Auch an Schulen müsste gegen Antisemitismus gekämpft werden, schreibt der Lehrer Ulrich Schnakenberg in der FAZ, aber zunächst einmal stellte er im Unterricht eine gewisse Zurückhaltung fest: "Anders als nach dem russischen Überfall auf die Ukraine vor eineinhalb Jahren wollten ihre Schüler diesmal nicht über die sie doch sichtlich bewegenden Horrormeldungen sprechen. Anstatt der erwarteten tausend Fragen - unnatürliche Stille. Erst auf bohrendes Nachfragen stellte sich schließlich der Grund dafür heraus: Die Eltern hatten ihren Kindern eine Schweigepflicht verordnet. Offensichtlich sollten die Lehrer nicht erfahren, wie zu Hause über den Angriff der Hamas gedacht wird." Das Dumme ist nur, wenn Lehrer das auch von Schulen verhängte Schweigegebot brechen: "Lehrkräften brandete im Klassenraum teilweise ein 'Sturm antisemitischer Hetze' entgegen; für einige ging dies bis zum Empfinden von körperlichen Schmerzen." An Gymnasien geht es allerdings ruhiger zu als an Gesamtschulen, differenziert Schnakenberg auch.

9punkt - Die Debattenrundschau vom 19.12.2023 - Gesellschaft

In der taz verstehen der Politikwissenschaftler Özgür Özvatan und der Ökonom Volkan Sezgin die Debatte über angeblich zu viele Migranten nicht: Sollen sie doch kommen, rufen die beiden in der taz.
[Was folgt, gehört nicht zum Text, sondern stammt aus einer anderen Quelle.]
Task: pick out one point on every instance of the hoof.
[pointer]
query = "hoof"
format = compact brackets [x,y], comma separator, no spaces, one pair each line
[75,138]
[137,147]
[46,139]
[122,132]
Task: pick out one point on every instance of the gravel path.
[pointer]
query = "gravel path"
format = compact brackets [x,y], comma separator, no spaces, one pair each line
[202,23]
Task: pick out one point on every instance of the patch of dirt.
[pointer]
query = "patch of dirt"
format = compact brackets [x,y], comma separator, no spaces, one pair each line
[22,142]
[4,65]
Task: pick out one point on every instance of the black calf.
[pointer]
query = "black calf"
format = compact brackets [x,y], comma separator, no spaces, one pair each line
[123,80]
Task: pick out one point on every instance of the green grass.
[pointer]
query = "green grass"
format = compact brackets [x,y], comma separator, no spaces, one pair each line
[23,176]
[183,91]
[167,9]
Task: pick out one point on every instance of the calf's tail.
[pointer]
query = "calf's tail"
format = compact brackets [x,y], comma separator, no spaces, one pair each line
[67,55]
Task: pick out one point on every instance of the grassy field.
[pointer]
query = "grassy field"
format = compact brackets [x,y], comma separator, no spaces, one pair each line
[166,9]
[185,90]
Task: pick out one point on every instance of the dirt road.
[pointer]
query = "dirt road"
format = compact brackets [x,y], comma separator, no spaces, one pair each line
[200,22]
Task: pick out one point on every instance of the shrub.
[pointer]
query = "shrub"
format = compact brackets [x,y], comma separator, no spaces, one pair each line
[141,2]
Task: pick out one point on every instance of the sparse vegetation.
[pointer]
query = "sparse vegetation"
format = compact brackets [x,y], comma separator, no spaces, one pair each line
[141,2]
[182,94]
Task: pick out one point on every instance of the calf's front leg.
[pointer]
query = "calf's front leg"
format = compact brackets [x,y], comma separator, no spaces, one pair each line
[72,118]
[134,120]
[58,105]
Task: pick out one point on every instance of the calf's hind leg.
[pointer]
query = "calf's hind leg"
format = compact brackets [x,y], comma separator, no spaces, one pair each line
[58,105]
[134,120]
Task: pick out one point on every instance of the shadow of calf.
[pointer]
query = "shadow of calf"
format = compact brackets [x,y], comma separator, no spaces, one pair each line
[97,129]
Deutschlands Wirtschaft braucht sie. "Der Migrationsökonom Herbert Brücker hat vorgerechnet, dass bereits 2021 nahezu zwei Drittel der Schutzsuchenden, die 2015 nach Deutschland kamen, erwerbstätig waren. Wenn wir unsere Behörden auf Vordermann bringen, Barrieren für den Arbeitsmarktzugang abbauen, mehr Plätze in Bildungseinrichtungen schaffen, dann beschleunigen wir die Erwerbsbeteiligung von Schutzsuchenden." Notwendig wären jetzt aber bessere Infrastrukturen, fordern die beiden.